Here are some simple tips you can follow during the design phase to ensure your ETL processes are running as fast as possible:
- For batch processing, only pull the minimum data you need from your source systems. While you can take the paranoid approach and pull everything to determine changes, all that data will need to be compared to target data in order to determine what changed and which eats additional memory and processing cycles. Consider whether you can use timestamps or sequence numbers from your source systems to figure out what changed.
- Don’t perform cached lookups in your ETL tool against large tables. Cached lookups are great for small dimension and code table lookups, but use some discretion before blindly going down the cached lookup route. That transaction table with 50 million records? Probably not a good idea to cache that table in memory. Try using a left outer join instead.
- Avoid using row-by-row processing in your ETL tool. You should be using the bulk-loading options of your ETL tool, as it is tuned for processing large data volumes. Moreover, if you are using SSIS, don’t use the built in Slowly Changing Dimension component for performance sensitive applications. It uses row-by-row updates by default which can grind everything to a halt. Take a look at the Multiple Hash component on CodePlex to calculate your own record hashes and roll your own using intermediate working tables to handle updates.
- For sources coming from a database, make sure you are offloading table joins to the database. Chances are that your database can do the join much more efficiently that your ETL tool can.
- Never use cursors in any ETL code. Cursors have their use, but they should not be used in any regularly-scheduled ETL processes. Rewrite your code using set logic instead. I have seen some people try to get creative with this rule and use a While Loop to iterate through each record in a dataset. No, that does not make it better.
- Check your ETL scheduling logic and make sure you are utilizing as many parallel threads as possible. For example, there is no good reason to run all your code lookup tables sequentially when none of them are dependent on each other. Removing unnecessary dependencies will help make sure all your CPU cores are staying busy.

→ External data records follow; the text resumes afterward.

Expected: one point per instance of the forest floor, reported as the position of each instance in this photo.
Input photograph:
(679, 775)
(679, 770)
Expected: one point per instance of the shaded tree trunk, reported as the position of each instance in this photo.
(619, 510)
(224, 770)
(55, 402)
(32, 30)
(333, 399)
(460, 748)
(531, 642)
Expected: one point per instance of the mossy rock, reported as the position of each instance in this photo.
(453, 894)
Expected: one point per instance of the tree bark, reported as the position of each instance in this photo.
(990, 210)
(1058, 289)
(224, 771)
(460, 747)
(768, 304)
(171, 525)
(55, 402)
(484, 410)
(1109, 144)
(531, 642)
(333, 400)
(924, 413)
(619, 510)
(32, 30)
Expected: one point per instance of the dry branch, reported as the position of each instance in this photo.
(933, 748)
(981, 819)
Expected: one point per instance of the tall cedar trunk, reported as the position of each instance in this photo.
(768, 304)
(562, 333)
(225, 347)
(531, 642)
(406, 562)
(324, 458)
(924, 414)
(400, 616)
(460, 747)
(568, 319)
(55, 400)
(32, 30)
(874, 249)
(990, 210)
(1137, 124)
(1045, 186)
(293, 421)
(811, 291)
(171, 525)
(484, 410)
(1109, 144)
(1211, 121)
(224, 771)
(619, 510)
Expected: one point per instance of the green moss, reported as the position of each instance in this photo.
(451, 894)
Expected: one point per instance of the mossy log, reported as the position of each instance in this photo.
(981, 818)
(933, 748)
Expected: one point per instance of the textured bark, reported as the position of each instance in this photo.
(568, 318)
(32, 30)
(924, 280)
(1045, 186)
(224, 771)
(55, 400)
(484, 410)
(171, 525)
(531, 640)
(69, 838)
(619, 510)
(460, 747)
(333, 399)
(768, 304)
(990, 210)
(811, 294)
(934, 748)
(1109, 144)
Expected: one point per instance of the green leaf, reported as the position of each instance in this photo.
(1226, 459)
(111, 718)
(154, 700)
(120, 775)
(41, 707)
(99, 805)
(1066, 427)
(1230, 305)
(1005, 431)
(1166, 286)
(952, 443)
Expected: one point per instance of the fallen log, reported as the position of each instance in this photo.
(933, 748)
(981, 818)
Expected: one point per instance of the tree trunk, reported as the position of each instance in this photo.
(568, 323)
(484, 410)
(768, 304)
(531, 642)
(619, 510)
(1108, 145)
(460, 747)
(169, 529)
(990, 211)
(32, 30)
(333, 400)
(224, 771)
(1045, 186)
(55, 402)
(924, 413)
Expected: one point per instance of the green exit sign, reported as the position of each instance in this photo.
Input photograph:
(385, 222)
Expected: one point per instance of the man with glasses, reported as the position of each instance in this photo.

- Make sure you have a step at the end of your jobs to rebuild indexes on your reporting tables. This will help make sure your indexes are in optimal shape not only for your reports, but also for any downstream ETL processes that hit those tables.
- Check that the Auto Statistics Update option on your target database is turned on. If your database does not support it or you have it turned off for other reasons, make sure your statistics are updated at the end of each ETL run. You don’t want your query to start crawling because it selects a bad query plan when you can fix that pretty easily.
- Limit the number of CTEs and joins you are doing with a single query. For SQL Server, the query optimizer starts choosing sub-optimal query plans at around 8 tables. If you need that many joins, evaluate whether staging data in intermediate temp tables part of the way through makes more sense.
- If you are using stored procedures as part of your ETL processing, copy all input parameters into variables internal to the stored procedure. SQL Server sometimes suffers from parameter sniffing, where it compiles a query execution plan using a parameter value that does not well represent what your data looks like. Using internal variables helps mitigate against this.
As with any other implementation, planning ahead of time will pay dividends down the line once everything is running in a production state. If you follow these suggestions, you will be well on your way to making sure your ETL processes are running as fast as possible.